An Essay by Lauren Kindle
“After all, the goal is not making art. It is living a life…Art is a result.”
--Robert Henri, The Art Spirit
When school ended for my kids back in early June, I had a lot of expectations about how I was going to maintain my painting practice during the summer vacation. Although I did manage to paint a decent amount, it was nowhere near what I had planned. Our family was constantly going places: camping, the beach, visiting loved ones, etc. It was fun, but also chaotic and exhausting. When I did manage to sneak off for a few hours of painting, here and there, I felt guilty afterwards, and worried that I came across as anti-social or selfish. More frequently, though, I found I was too worn out, mentally and physically, to set up my easel, even when the opportunity presented itself.
We can have such high expectations of how things should be. Then, when those things don’t happen, we feel guilty. Or maybe they do happen, and then we feel guilty anyway. For me, motherhood is like continually living in this state of friction, where expectations collide with reality all day long.
My advice to other artist-parents on vacation is: Let go of expectations and embrace your sketchbook! Vacations are ideal for sketching!
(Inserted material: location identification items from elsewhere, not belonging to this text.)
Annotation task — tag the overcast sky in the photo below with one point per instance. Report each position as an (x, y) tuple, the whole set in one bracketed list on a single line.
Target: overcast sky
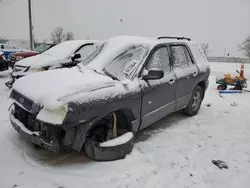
[(221, 23)]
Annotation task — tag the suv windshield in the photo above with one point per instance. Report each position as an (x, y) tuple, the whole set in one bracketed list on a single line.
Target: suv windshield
[(42, 48), (125, 65), (64, 49)]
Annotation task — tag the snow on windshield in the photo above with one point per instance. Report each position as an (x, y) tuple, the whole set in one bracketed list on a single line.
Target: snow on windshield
[(126, 64), (113, 48), (64, 49)]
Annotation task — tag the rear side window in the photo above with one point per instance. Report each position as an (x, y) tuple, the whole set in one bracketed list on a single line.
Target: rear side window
[(180, 56), (8, 47), (159, 60)]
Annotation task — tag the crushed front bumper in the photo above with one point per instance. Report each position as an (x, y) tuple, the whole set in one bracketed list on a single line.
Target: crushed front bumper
[(3, 65), (33, 137)]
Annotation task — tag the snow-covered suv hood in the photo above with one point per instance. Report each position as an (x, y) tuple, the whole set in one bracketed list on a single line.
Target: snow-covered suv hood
[(40, 61), (47, 88)]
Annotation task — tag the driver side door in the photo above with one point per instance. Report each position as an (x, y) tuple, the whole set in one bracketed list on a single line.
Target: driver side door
[(158, 96)]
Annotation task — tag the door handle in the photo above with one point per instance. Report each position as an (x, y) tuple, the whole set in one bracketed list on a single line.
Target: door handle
[(195, 74), (171, 82)]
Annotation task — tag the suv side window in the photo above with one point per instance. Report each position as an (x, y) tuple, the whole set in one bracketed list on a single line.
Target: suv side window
[(180, 56), (86, 50), (160, 60)]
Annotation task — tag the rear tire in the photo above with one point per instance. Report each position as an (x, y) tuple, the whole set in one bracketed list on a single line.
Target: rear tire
[(96, 152), (222, 87), (194, 102), (101, 145)]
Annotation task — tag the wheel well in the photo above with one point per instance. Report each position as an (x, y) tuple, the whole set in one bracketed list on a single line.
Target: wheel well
[(124, 118), (202, 84)]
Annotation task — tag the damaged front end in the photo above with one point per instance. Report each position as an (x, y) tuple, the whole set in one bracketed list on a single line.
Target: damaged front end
[(37, 132), (25, 118)]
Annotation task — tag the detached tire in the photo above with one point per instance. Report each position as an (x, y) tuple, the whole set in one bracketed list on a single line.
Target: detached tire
[(195, 102), (96, 151)]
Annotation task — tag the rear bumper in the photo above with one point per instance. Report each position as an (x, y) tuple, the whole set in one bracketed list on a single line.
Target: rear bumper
[(207, 84), (33, 137), (3, 65)]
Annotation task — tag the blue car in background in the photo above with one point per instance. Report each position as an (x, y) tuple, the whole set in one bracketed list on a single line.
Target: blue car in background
[(8, 49)]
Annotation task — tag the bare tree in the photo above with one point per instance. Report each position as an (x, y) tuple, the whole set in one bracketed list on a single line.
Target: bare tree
[(69, 36), (245, 47), (205, 47)]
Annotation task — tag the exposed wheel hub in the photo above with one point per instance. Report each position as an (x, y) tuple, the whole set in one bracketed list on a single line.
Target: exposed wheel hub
[(196, 101)]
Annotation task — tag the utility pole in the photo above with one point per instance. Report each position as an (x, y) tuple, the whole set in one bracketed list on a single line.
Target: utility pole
[(30, 26)]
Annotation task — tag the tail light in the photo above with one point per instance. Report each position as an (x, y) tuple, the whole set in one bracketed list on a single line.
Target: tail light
[(2, 56)]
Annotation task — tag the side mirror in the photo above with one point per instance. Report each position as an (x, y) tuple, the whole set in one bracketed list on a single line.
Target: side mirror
[(76, 56), (155, 74)]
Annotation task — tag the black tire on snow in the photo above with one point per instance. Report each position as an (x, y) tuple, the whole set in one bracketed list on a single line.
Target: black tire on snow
[(98, 153), (189, 109)]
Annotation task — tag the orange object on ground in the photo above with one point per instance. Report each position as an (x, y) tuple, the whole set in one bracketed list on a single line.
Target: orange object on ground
[(242, 70)]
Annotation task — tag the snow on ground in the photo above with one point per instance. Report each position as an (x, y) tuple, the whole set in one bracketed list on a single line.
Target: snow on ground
[(174, 152)]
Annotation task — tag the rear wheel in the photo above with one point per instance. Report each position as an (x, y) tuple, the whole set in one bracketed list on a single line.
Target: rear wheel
[(103, 143), (195, 102), (222, 87)]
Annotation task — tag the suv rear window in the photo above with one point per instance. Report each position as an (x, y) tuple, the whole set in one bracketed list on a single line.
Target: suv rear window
[(180, 56)]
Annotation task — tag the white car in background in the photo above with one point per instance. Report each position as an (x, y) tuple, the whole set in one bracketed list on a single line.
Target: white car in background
[(64, 55)]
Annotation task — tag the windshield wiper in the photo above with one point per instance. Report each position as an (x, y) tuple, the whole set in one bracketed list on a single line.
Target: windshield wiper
[(110, 75)]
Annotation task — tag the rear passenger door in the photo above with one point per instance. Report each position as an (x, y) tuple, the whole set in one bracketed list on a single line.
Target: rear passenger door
[(158, 96), (186, 72)]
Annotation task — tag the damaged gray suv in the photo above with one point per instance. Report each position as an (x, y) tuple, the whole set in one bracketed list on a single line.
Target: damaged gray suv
[(127, 84)]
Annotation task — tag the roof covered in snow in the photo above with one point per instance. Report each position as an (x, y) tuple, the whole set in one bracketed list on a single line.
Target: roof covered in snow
[(114, 46)]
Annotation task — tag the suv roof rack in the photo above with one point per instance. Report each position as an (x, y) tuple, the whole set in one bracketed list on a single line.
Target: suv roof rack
[(178, 38)]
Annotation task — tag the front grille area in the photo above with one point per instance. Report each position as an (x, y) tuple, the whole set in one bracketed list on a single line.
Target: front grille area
[(47, 132), (27, 103), (18, 68)]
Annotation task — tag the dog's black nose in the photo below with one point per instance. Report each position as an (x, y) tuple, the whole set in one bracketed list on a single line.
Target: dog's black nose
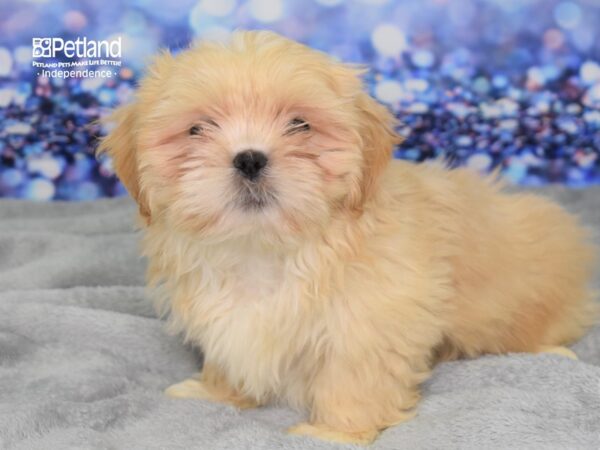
[(250, 163)]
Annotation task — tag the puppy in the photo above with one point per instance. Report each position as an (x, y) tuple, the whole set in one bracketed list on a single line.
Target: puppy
[(310, 268)]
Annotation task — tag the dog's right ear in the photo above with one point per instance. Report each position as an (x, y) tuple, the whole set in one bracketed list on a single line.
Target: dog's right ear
[(121, 145)]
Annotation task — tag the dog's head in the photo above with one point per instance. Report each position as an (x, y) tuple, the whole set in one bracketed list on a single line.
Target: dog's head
[(261, 133)]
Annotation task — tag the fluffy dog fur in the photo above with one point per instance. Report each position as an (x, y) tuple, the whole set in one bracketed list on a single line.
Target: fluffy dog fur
[(336, 280)]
You can bring a sketchbook anywhere; I have a small sketchbook that fits in my handbag, and an old altoid tin that contains a bit of an eraser, a pencil stub (4B is my absolute favorite pencil,) and a little metal sharpener, and that’s all I need. The stakes are low, because it’s only paper! There’s no set-up, or clean-up; sketching is the height of elegant simplicity. Also, sketches can be truly beautiful works of art, just as wonderful as paintings. You can express so much just by changing the pressure of the pencil on the paper, and by the way you move your hand across the page, with sensitivity and awareness.
By using my sketchbook, I was able to connect with the people around me, to sketch the moments I saw: my cousin holding her sleeping baby, my nephew watching me from his stroller, my son eating a melting ice cream cone. I could sketch quickly and freely, and I felt like I was part of It all. And the children loved watching me draw. Sometimes they would ask to draw too, and I would happily share paper and pencil with them. It brought up one of my earliest memories, drawing with my great-grandmother when I was four years old. I clearly remember her sitting at her desk, her long white hair drawn up into a bun, drawing carefully with a pencil. And I was right beside her with my own pencil, feeling happy about drawing, and safe in her loving presence.
Approached in this way, art is a way of communing with others. And after all, isn’t that one of the main purposes of taking a summer vacation anyway? Relationships, love, connection, these are truly the things that matter most in life. When you let go of your ego and your ambitions, and you bend your head reverently towards the blank sketchbook page, as if in prayer, you begin the holy work of being.